Central banks and reserve managers are breaking from past practice by showing little appetite to add euros as the currency tumbles.
The total amount of reserves held in euros fell 8.1 percent in the third quarter, more than the currency's 7.8 percent decline in the period against the dollar, according to the most recent figures from the International Monetary Fund.
The last two times the euro depreciated 7 percent or more in a quarter, 2011 and 2010, holdings declined much less.
The data suggest reserve managers are passing up the chance to buy euros while they're cheap, removing a key pillar of support. In August, European Central Bank President Mario Draghi cited the drop in central banks' euro holdings as a factor that would help weaken the exchange rate and ultimately boost the region's faltering economy.
"Central banks have found new reasons not to feel comfortable with the euro, "Stephen Jen, managing partner and co-founder of SLJ Macro Partners LLP in London, said on Tuesday." Nobody wants to have a negative yield. You're not keeping a currency to lose money."

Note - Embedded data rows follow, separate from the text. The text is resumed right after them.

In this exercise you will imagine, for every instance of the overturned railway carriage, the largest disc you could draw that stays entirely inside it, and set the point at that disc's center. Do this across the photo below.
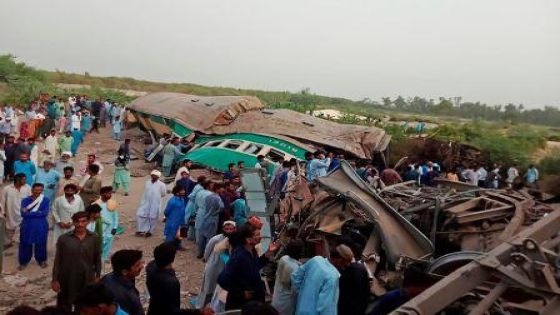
(241, 128)
(496, 251)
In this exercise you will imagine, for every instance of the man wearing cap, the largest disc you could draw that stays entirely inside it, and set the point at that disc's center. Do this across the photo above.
(10, 206)
(187, 164)
(64, 208)
(316, 283)
(10, 150)
(169, 156)
(215, 263)
(5, 128)
(68, 178)
(77, 262)
(110, 219)
(78, 138)
(51, 143)
(91, 188)
(65, 143)
(92, 159)
(49, 178)
(24, 166)
(64, 162)
(148, 211)
(354, 283)
(34, 228)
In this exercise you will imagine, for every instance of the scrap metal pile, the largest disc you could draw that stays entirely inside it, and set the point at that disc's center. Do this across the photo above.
(461, 217)
(505, 242)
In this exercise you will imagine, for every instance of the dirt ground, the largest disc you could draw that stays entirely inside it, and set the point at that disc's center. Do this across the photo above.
(32, 285)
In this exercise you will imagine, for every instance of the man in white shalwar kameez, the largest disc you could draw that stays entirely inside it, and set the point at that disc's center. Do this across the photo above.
(51, 144)
(10, 204)
(64, 207)
(150, 206)
(214, 264)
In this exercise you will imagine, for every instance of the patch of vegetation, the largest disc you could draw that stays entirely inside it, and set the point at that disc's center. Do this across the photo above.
(21, 84)
(550, 164)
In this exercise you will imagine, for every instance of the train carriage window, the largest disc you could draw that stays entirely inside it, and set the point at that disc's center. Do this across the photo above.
(233, 144)
(253, 148)
(275, 155)
(213, 143)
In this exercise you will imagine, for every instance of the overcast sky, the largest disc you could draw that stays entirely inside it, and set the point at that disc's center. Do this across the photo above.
(495, 51)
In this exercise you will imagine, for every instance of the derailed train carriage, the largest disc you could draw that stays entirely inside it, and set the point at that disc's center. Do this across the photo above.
(238, 128)
(502, 261)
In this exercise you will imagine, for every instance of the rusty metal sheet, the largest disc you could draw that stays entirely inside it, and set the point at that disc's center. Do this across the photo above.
(466, 278)
(400, 237)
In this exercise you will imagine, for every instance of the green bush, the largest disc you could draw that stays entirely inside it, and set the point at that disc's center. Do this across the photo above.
(550, 164)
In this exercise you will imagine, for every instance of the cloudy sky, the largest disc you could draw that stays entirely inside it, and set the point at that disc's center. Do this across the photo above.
(495, 51)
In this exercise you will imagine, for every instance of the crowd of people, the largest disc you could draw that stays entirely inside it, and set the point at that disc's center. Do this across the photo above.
(47, 191)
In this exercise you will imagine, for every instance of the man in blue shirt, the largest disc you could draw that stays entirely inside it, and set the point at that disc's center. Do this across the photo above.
(319, 165)
(26, 167)
(97, 299)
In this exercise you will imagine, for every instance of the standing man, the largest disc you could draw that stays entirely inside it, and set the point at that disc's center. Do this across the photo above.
(77, 261)
(214, 263)
(92, 187)
(10, 150)
(284, 297)
(51, 143)
(200, 213)
(5, 129)
(49, 178)
(117, 127)
(77, 139)
(65, 143)
(64, 162)
(110, 219)
(10, 204)
(354, 284)
(127, 265)
(531, 176)
(96, 111)
(148, 212)
(209, 226)
(168, 157)
(124, 149)
(26, 167)
(174, 215)
(513, 173)
(319, 165)
(34, 228)
(64, 207)
(241, 276)
(67, 179)
(187, 164)
(76, 121)
(121, 178)
(91, 159)
(163, 285)
(316, 282)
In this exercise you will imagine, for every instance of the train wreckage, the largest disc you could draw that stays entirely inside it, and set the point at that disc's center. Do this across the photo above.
(470, 250)
(240, 128)
(481, 251)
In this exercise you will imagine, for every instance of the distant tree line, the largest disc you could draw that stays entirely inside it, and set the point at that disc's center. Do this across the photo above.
(549, 115)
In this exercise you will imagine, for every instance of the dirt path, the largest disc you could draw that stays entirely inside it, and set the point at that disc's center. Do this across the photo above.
(32, 285)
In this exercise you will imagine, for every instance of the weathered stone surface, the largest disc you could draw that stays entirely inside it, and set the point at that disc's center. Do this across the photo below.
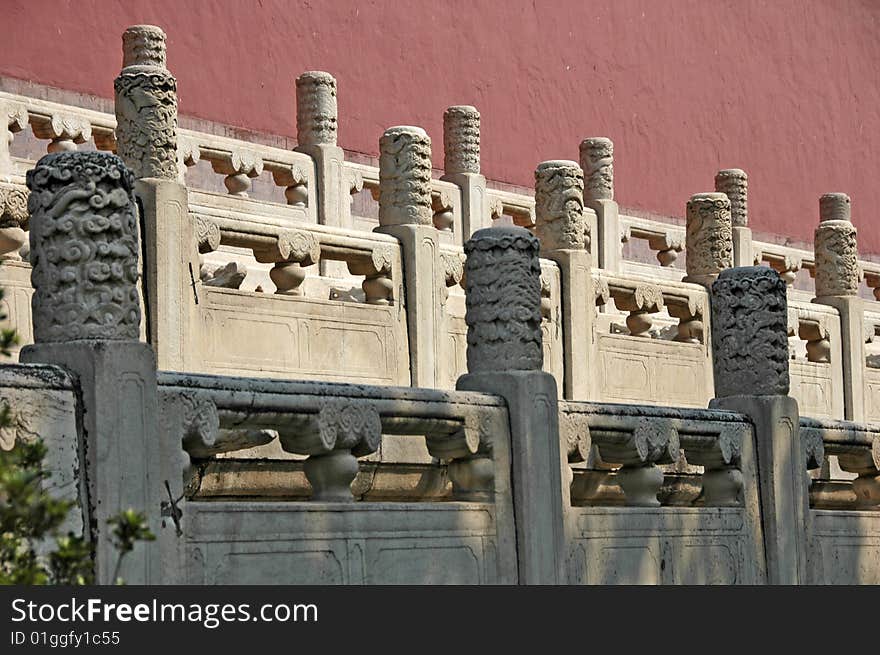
(559, 206)
(84, 248)
(734, 183)
(405, 177)
(146, 105)
(750, 332)
(316, 113)
(836, 248)
(597, 160)
(709, 239)
(503, 275)
(461, 139)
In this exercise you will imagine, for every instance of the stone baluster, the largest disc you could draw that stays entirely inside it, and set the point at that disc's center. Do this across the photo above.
(722, 483)
(708, 237)
(405, 212)
(690, 319)
(146, 105)
(838, 276)
(15, 117)
(342, 431)
(377, 270)
(597, 162)
(560, 226)
(505, 357)
(667, 247)
(734, 183)
(461, 146)
(750, 361)
(147, 141)
(86, 317)
(640, 302)
(443, 204)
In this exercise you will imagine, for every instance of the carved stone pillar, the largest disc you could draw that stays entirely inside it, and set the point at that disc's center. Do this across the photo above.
(709, 240)
(836, 248)
(559, 206)
(405, 177)
(750, 357)
(86, 316)
(597, 162)
(734, 183)
(505, 357)
(405, 212)
(461, 146)
(316, 113)
(317, 125)
(146, 105)
(837, 284)
(561, 227)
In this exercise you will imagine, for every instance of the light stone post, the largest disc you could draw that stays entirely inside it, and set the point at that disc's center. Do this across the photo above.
(709, 239)
(561, 227)
(405, 212)
(837, 285)
(146, 111)
(597, 162)
(146, 105)
(734, 183)
(505, 357)
(86, 318)
(461, 147)
(750, 359)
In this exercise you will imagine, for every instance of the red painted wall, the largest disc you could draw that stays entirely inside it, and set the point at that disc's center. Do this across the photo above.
(786, 89)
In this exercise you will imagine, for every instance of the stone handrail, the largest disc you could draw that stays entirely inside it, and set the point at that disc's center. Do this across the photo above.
(634, 439)
(857, 448)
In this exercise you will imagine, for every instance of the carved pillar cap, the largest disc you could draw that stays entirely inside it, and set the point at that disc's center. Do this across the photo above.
(709, 237)
(316, 110)
(461, 139)
(597, 161)
(734, 183)
(835, 207)
(84, 248)
(143, 45)
(503, 295)
(405, 177)
(835, 244)
(559, 205)
(750, 332)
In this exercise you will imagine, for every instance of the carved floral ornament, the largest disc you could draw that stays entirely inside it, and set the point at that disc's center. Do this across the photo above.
(316, 110)
(559, 205)
(13, 206)
(299, 246)
(405, 177)
(709, 235)
(750, 332)
(207, 232)
(349, 425)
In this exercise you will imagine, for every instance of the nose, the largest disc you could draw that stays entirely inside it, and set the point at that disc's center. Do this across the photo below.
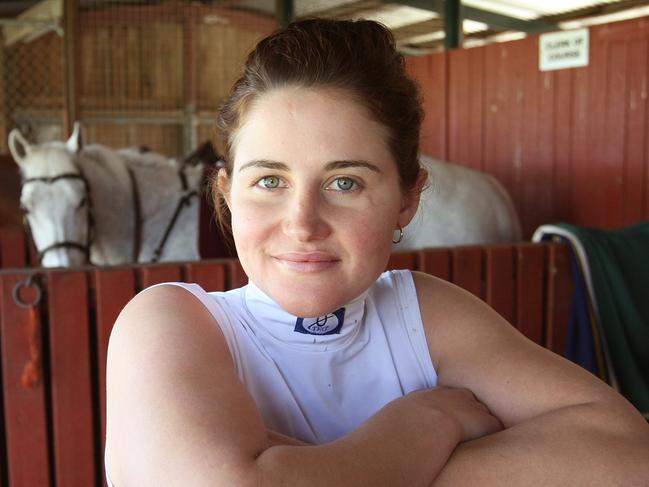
(305, 219)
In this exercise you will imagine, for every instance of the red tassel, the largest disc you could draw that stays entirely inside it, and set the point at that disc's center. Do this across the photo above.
(31, 375)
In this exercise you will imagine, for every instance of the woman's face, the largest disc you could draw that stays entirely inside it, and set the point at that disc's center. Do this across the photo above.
(315, 198)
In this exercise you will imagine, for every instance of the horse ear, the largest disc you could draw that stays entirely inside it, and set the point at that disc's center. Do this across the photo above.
(18, 146)
(75, 141)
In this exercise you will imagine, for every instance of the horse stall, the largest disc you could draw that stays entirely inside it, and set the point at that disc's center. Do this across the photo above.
(54, 400)
(566, 145)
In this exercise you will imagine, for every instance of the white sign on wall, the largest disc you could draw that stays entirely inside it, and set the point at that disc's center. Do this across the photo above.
(560, 50)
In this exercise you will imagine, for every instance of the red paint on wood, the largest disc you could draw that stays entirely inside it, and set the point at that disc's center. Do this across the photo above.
(562, 125)
(436, 262)
(403, 260)
(459, 113)
(634, 188)
(466, 270)
(209, 275)
(150, 275)
(25, 416)
(72, 405)
(559, 298)
(610, 169)
(553, 139)
(113, 289)
(500, 280)
(530, 290)
(430, 72)
(476, 110)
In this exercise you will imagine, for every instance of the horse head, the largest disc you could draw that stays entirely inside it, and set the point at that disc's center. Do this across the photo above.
(55, 198)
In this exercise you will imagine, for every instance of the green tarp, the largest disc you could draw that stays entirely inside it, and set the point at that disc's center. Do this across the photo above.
(619, 267)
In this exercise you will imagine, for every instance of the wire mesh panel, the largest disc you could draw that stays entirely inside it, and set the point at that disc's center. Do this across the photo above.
(148, 73)
(32, 82)
(153, 73)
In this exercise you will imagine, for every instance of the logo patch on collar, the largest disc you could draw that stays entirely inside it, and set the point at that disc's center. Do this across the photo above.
(330, 324)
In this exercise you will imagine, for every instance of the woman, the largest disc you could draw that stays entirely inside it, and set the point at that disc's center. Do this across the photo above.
(323, 370)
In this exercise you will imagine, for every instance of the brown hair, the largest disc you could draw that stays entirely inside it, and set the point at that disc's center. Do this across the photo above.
(358, 57)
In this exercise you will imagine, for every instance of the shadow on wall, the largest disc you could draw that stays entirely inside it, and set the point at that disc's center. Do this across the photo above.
(10, 214)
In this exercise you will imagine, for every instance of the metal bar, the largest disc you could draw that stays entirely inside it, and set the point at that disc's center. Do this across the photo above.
(285, 11)
(190, 82)
(495, 21)
(452, 24)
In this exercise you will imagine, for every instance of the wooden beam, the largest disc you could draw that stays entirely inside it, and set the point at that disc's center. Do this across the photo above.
(348, 10)
(71, 68)
(402, 34)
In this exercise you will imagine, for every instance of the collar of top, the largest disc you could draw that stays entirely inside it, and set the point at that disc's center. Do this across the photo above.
(325, 332)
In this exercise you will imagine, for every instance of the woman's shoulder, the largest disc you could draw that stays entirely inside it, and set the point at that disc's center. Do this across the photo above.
(162, 320)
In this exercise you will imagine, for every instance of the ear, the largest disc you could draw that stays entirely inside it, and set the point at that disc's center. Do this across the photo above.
(75, 142)
(223, 185)
(410, 200)
(18, 146)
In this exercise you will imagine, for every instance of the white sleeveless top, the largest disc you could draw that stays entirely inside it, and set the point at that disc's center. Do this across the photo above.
(317, 379)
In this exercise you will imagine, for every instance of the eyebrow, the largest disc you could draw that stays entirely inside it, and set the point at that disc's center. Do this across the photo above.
(280, 166)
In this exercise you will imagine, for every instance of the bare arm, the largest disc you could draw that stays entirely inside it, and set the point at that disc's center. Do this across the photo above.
(178, 415)
(563, 425)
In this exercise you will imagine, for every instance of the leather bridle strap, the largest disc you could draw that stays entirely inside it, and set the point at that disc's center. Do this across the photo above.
(185, 200)
(137, 216)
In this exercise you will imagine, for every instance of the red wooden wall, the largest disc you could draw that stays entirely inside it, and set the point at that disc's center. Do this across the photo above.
(570, 145)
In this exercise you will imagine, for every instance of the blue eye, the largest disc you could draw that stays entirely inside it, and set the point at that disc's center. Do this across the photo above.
(269, 182)
(344, 184)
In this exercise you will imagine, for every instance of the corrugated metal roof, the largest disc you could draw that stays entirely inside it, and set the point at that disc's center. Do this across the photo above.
(418, 25)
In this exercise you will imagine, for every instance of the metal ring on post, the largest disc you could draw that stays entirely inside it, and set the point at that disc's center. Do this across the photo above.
(29, 282)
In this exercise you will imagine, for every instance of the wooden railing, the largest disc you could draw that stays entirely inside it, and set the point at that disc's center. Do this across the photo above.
(53, 349)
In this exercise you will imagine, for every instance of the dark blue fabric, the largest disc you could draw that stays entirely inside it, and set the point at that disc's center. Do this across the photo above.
(580, 344)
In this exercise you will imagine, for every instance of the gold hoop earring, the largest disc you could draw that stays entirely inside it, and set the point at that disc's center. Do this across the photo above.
(400, 236)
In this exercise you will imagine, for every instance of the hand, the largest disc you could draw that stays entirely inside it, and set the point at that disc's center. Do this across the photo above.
(458, 405)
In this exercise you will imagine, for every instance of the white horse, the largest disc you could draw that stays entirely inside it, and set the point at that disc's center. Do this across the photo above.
(460, 206)
(96, 205)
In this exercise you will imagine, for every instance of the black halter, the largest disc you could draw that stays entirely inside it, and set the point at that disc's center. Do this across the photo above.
(185, 200)
(82, 247)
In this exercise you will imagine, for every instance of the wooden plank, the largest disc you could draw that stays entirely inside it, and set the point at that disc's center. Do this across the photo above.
(430, 72)
(12, 248)
(25, 411)
(467, 269)
(559, 298)
(436, 262)
(155, 274)
(210, 275)
(402, 260)
(563, 130)
(594, 171)
(113, 289)
(580, 162)
(609, 171)
(500, 280)
(236, 275)
(458, 113)
(633, 187)
(72, 402)
(476, 110)
(530, 288)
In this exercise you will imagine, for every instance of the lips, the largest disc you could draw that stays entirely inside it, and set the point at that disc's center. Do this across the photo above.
(307, 261)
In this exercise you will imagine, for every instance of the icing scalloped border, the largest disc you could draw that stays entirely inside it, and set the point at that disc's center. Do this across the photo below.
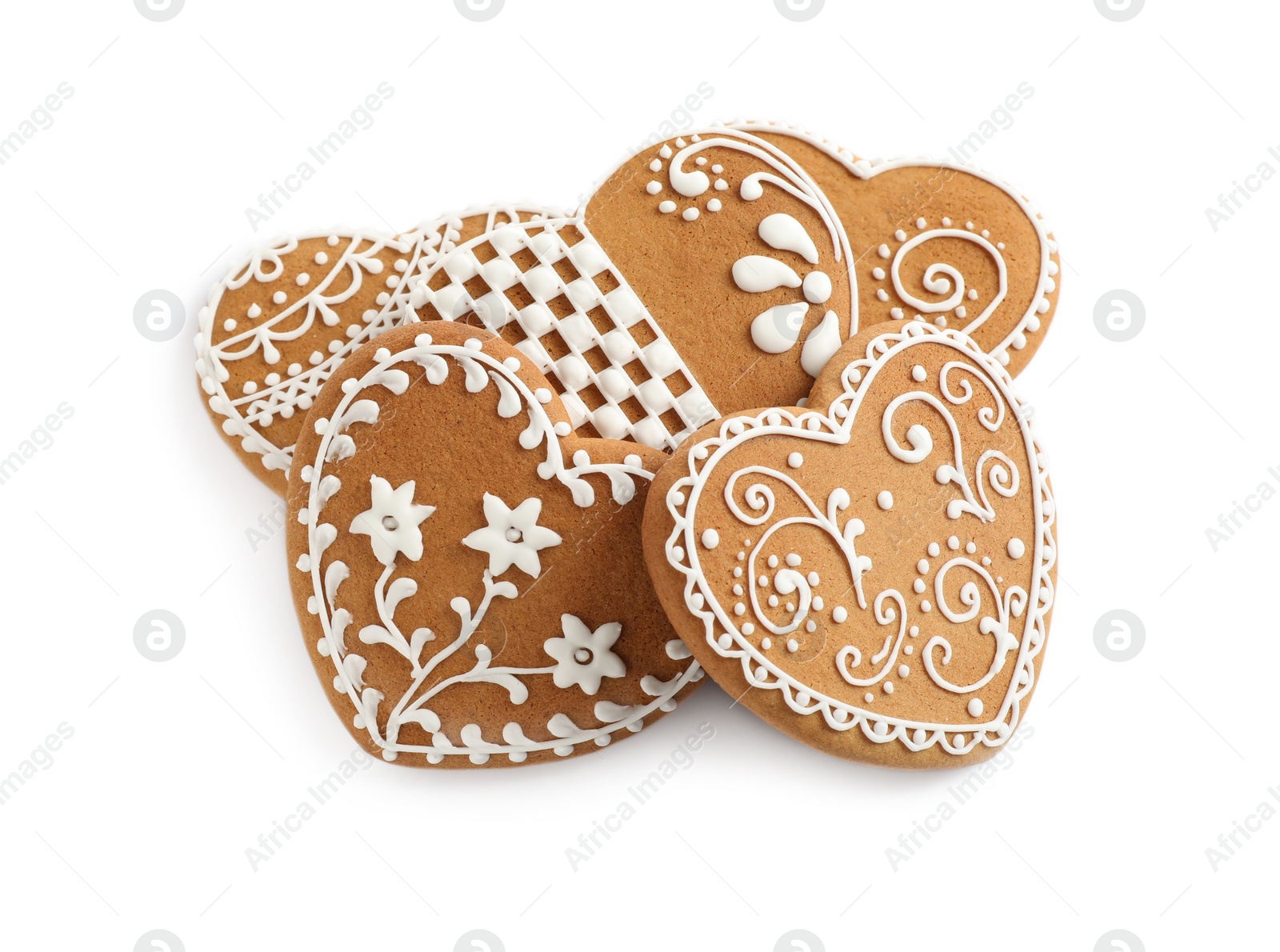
(322, 486)
(682, 554)
(422, 254)
(867, 168)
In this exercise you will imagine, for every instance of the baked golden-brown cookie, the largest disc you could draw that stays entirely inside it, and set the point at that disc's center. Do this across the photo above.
(467, 571)
(283, 319)
(870, 574)
(720, 270)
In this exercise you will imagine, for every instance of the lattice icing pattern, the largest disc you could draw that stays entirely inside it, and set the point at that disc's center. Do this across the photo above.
(550, 288)
(290, 313)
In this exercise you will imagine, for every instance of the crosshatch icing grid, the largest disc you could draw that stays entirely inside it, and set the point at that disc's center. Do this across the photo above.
(550, 290)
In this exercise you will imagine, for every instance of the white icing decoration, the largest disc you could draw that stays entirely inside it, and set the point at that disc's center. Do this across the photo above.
(578, 330)
(785, 233)
(582, 657)
(757, 273)
(823, 341)
(867, 170)
(987, 608)
(776, 330)
(512, 538)
(246, 416)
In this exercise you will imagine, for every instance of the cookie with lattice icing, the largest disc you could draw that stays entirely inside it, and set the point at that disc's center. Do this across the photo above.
(283, 319)
(467, 571)
(870, 574)
(720, 270)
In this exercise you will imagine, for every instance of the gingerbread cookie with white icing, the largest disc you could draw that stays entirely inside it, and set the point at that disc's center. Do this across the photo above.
(467, 571)
(944, 239)
(872, 574)
(721, 270)
(282, 320)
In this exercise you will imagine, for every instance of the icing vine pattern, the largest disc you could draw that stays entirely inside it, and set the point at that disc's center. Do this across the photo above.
(941, 278)
(746, 629)
(579, 658)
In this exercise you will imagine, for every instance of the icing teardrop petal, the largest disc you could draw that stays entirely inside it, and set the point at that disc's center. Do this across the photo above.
(786, 233)
(778, 329)
(757, 273)
(821, 345)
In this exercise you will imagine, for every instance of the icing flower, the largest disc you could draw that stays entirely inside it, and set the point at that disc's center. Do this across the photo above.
(512, 536)
(582, 655)
(392, 522)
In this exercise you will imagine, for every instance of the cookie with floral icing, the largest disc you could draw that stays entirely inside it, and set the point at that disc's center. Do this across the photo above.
(942, 239)
(467, 571)
(872, 574)
(720, 271)
(282, 320)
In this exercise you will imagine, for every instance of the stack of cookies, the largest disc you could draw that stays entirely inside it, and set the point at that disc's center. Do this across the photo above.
(749, 412)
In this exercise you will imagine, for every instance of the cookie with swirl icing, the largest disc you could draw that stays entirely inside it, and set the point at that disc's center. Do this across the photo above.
(281, 322)
(720, 270)
(466, 570)
(870, 574)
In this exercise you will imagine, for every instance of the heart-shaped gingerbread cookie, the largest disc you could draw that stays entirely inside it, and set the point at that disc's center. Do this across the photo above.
(283, 319)
(941, 238)
(469, 572)
(874, 574)
(720, 271)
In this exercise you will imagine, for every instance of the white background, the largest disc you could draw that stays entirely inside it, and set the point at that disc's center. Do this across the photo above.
(1132, 770)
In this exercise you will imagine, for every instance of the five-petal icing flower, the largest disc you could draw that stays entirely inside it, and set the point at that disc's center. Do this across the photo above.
(582, 655)
(512, 536)
(392, 522)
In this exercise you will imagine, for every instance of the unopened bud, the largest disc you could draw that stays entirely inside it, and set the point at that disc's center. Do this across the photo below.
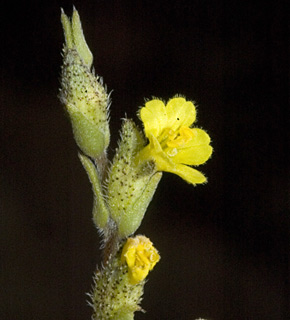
(83, 94)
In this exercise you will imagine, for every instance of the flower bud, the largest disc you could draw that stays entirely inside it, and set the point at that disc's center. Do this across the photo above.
(83, 94)
(130, 186)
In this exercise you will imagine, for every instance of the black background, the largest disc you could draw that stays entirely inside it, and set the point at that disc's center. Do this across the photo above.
(224, 245)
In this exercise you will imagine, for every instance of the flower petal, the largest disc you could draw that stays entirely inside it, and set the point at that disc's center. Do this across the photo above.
(193, 155)
(180, 113)
(189, 174)
(196, 151)
(154, 117)
(200, 138)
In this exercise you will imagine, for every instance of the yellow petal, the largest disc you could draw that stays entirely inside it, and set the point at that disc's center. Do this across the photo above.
(180, 113)
(154, 117)
(194, 155)
(200, 137)
(188, 174)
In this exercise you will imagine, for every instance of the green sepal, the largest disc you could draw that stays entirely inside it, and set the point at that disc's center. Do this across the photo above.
(83, 94)
(75, 38)
(100, 210)
(113, 296)
(130, 186)
(134, 215)
(89, 137)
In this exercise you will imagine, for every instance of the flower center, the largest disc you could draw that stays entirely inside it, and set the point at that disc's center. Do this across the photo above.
(179, 138)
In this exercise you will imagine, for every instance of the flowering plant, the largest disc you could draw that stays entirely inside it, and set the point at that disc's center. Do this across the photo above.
(124, 188)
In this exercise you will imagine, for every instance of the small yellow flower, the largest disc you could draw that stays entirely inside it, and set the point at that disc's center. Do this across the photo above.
(173, 144)
(140, 256)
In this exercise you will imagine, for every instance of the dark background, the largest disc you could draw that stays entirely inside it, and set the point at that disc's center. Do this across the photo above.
(224, 245)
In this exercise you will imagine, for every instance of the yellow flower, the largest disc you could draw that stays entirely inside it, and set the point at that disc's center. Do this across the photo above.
(140, 256)
(173, 144)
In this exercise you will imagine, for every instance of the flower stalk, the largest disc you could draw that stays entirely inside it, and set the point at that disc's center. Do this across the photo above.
(123, 188)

The ECB has experimented with negative interest rates on deposits in an attempt to draw money out of safe government debt and into the broader economy. Yields on two-year note yields in Germany, the Netherlands and France are all below zero on speculation the ECB is losing the battle against deflation.
Policymakers are signaling they are ready to step up the fight by expanding the money supply through further stimulus, such as purchasing government debt, that typically weigh on a currency's value.
Adding to the pressure is concern that Draghi will not be able to hold the currency bloc together amid signs Greece may quit the euro area after its Jan 25 election.